15 Temmuz 2016 tarihi ülkemiz ve milletimiz için bir dönüm noktasıdır. 15 Temmuz, darbelerle etrafı sarılmış bir milletin ‘artık yeter’ dediği ve iradesine sahip çıktığı bir gündür.
Bu darbe girişimi hepimize açıkça göstermiştir ki düşmanımızın bize biçtiği rol ya kölelik ya da ölümdür. Düşmanlarımızın bize sürekli saldırması, onların güçlü olduklarından değil; şahsi menfaat ve rahatlarını milletin geleceği ve menfaatine tercih eden hainlerden kaynaklanmaktadır.

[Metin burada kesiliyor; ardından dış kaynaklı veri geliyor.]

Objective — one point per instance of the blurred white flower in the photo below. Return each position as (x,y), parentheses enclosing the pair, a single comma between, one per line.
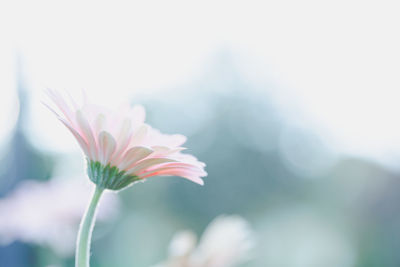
(48,213)
(226,242)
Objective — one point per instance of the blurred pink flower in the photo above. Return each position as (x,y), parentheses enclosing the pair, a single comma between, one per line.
(48,213)
(121,143)
(226,242)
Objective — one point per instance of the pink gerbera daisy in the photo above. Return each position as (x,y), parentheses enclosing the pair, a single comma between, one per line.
(120,147)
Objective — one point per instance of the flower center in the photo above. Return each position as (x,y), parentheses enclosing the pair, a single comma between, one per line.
(109,177)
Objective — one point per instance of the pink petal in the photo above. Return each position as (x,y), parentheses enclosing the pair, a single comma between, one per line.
(107,146)
(144,164)
(78,137)
(133,155)
(176,172)
(87,133)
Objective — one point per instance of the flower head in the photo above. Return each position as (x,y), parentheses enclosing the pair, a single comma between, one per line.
(121,148)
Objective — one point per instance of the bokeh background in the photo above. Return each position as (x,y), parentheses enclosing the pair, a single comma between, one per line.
(293,105)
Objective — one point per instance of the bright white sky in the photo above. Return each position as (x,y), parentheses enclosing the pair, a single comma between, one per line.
(338,62)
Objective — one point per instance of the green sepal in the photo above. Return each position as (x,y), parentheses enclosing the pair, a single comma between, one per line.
(109,177)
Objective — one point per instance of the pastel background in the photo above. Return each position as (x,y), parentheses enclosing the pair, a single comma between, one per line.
(293,105)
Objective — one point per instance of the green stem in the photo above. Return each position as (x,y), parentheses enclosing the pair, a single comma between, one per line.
(85,231)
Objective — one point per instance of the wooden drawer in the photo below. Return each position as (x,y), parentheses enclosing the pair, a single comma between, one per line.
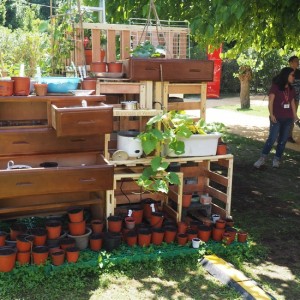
(80,121)
(38,141)
(173,70)
(89,172)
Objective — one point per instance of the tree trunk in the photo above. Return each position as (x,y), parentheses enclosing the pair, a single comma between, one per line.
(245,77)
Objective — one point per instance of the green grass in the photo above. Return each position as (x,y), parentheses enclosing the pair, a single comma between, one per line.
(254,110)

Kırk yıldır bu ülkenin ekmeğini yiyen, suyunu içen ve havasını soluyan bir grup maceraperestin giriştiği bu kanlı girişim, Yüce Allah’ın lütfu ve milletimizin uyanıklığı sayesinde püskürtülmüştür.

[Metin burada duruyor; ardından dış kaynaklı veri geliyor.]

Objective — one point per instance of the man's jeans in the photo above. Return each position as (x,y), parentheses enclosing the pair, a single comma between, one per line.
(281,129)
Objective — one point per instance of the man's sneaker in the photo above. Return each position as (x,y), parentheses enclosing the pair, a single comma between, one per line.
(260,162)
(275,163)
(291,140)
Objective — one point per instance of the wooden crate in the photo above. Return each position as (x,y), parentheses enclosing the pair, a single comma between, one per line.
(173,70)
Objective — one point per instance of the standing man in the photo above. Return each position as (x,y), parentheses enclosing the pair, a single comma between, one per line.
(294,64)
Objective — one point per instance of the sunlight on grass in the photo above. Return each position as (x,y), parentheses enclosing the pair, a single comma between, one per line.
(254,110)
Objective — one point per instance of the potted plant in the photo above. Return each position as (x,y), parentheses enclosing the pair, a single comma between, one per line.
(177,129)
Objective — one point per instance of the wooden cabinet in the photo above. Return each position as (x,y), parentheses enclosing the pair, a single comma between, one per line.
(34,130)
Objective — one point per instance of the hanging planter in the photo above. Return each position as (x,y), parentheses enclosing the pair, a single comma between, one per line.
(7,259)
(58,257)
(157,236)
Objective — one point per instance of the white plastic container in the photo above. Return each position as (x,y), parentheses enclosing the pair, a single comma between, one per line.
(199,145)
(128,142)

İslam dünyasının yeni hamlelere ve saldırılara maruz kaldığı bu dönemde Türkiye kararlı duruşu ve birçok alandaki atılımları ile mazlum bir coğrafyanın ümidi haline gelmiştir. Türkiye’yi susturmak mazlum bir coğrafyayı susturmak anlamındadır. Türkiye susmamalı ve hakkı haykırmaktan da geri durmamalıdır.
Bu kanlı darbe birçok kardeşimizin şehadetine ve yüzlercesinin de sakat kalmasına neden olmuşsa da geleceğimiz açısından bizlere kapsamlı dersler vermiştir. “Mü’min aynı delikten iki kez ısırılmaz” hakikatine odaklanmalı ve bu kapsamlı dersleri iyi okumalıyız.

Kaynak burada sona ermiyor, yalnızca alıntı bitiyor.